A glassworks factory bought on a whim, and a trip to the other end of the world made on the toss of a coin: chance is the driver of most of the major events in this book.
Oscar and Lucinda is a strange love story set mostly in Australia in the mid-1800s. It is coincidence that brings together Oscar—a thin awkward man with unruly red hair, “tall and stretched, with a long, twisting neck”, and knees that click when he runs—and Lucinda, a small, controlled and fiercely independent young woman.
Lucinda grows up on a farm in New South Wales, Australia. Her father dies when she is quite young, and she is raised by her mother. Before she dies, her mother makes sure that the farm is divided up and sold, leaving Lucinda a wealthy young woman. Lucinda moves to Sydney, where she buys a decrepit glass factory on the spur of the moment. She also discovers a taste for gambling.
Oscar meanwhile grows up in England. His mother dies when he is a child, and he is brought up by his father, a stern preacher who does not believe in celebrating Christmas. Their new maid is appalled when she finds out that the boy has never tasted a Christmas pudding so she bakes him one on the sly. The father walks in to find his son eating it and knocks it out of his mouth. This changes everything, and eventually Oscar leaves home to become an Anglican priest, to his father’s despair.

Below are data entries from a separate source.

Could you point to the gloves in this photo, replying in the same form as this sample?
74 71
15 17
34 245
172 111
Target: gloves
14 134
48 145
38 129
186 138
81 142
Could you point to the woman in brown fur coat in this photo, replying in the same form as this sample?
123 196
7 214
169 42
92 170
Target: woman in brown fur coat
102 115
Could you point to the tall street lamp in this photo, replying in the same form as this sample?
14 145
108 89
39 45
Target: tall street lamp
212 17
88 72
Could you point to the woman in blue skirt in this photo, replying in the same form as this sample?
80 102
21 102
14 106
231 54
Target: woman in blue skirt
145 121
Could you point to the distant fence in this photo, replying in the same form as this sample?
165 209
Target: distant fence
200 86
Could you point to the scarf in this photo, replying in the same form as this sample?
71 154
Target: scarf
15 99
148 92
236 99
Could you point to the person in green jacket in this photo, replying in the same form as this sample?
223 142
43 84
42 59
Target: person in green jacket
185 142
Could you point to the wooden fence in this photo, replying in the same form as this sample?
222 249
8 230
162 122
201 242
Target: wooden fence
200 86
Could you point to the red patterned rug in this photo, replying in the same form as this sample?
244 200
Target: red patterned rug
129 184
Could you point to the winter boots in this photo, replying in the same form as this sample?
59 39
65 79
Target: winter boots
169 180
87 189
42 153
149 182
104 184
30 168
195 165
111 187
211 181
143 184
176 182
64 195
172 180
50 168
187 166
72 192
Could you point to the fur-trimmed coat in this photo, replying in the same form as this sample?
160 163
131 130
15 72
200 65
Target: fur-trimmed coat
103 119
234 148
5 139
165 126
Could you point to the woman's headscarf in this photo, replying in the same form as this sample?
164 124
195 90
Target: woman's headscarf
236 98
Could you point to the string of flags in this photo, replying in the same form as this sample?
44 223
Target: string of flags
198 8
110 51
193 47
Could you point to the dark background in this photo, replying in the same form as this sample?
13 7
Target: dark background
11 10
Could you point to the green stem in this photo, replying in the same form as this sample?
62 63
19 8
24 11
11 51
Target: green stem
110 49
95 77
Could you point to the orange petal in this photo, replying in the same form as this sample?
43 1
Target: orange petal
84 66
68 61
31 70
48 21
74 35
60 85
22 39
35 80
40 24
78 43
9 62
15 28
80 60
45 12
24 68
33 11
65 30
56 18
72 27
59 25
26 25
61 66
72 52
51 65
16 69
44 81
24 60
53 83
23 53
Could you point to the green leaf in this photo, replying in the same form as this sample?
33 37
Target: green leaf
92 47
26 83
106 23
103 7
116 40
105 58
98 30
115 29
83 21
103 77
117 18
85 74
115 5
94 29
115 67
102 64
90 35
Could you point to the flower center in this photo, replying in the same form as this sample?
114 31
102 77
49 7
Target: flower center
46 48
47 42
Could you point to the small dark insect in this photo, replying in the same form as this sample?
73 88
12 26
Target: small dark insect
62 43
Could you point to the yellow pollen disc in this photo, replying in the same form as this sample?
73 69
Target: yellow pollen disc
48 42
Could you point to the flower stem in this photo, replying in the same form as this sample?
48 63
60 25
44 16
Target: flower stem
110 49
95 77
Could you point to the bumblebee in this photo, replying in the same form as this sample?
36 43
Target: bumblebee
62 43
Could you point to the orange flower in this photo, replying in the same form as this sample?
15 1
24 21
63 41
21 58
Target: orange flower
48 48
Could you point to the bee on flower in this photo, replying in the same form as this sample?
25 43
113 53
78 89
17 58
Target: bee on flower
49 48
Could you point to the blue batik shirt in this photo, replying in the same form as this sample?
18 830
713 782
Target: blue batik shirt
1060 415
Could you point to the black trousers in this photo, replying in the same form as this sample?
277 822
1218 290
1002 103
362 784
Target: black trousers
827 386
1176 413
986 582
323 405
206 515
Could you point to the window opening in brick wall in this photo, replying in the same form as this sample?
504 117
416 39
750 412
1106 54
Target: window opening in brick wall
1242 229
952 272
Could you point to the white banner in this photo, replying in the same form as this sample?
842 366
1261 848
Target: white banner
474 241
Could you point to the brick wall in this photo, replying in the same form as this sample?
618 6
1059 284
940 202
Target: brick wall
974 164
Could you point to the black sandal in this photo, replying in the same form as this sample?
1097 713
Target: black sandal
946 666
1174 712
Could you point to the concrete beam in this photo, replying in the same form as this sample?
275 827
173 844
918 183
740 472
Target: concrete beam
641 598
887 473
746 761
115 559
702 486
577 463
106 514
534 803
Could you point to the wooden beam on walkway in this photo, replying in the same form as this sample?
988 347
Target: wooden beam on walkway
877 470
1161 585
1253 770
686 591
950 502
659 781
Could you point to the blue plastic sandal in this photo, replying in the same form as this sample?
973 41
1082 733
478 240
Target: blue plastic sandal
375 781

Oscar also discovers a love of gambling, and as a man of the cloth, he sees it as heavenly guidance. So when he is debating whether he should face his horror of vast expanses of water to travel to New South Wales, he tosses a coin and follows its dictates without hesitation. It is on the boat that he meets Lucinda, who is returning from a trip to England. The two recognize in each other someone who is different, who is out of them with their times. That, and their shared love of gambling.
Lucinda dreams of constructing a glass cathedral, and Oscar decides to take it further, literally, which leads to the cathedral being transported from Sydney to a small town over uncharted terrain. Through this crazy venture, Oscar tries to prove his love for Lucinda, and Lucinda, in a deal with fate to keep Oscar safe, places a bet on the trip’s success. The way it plays out isn’t quite what either of them is expecting.
Peter Carey paints a real sense of what life must have been like in Australia in the mid-19th century. Through Oscar and Lucinda, who defy convention in their own ways, he says a lot about the social mores and the position of women. Lucinda, as the owner of a factory, is a woman in a man’s world. The supervisor discourages her from paying unexpected visits because “it upsets the men”. She is only invited once her employees think she has found a man of her own, and although she is the owner, he is the one they talk to.
The story is narrated by a great-grandchild, which does not really work and could have been dropped without the book losing much. The only thing this device does is to highlight the role that hazard plays in our lives.
What stood out for me were the two main characters, Oscar and Lucinda. Even though I found myself getting exasperated with them, I was rooting for them. They are both so vividly drawn that I know that they will stay with me for a long time. And so will the image of the glass cathedral, which says so much about the power and the fragility of dreams.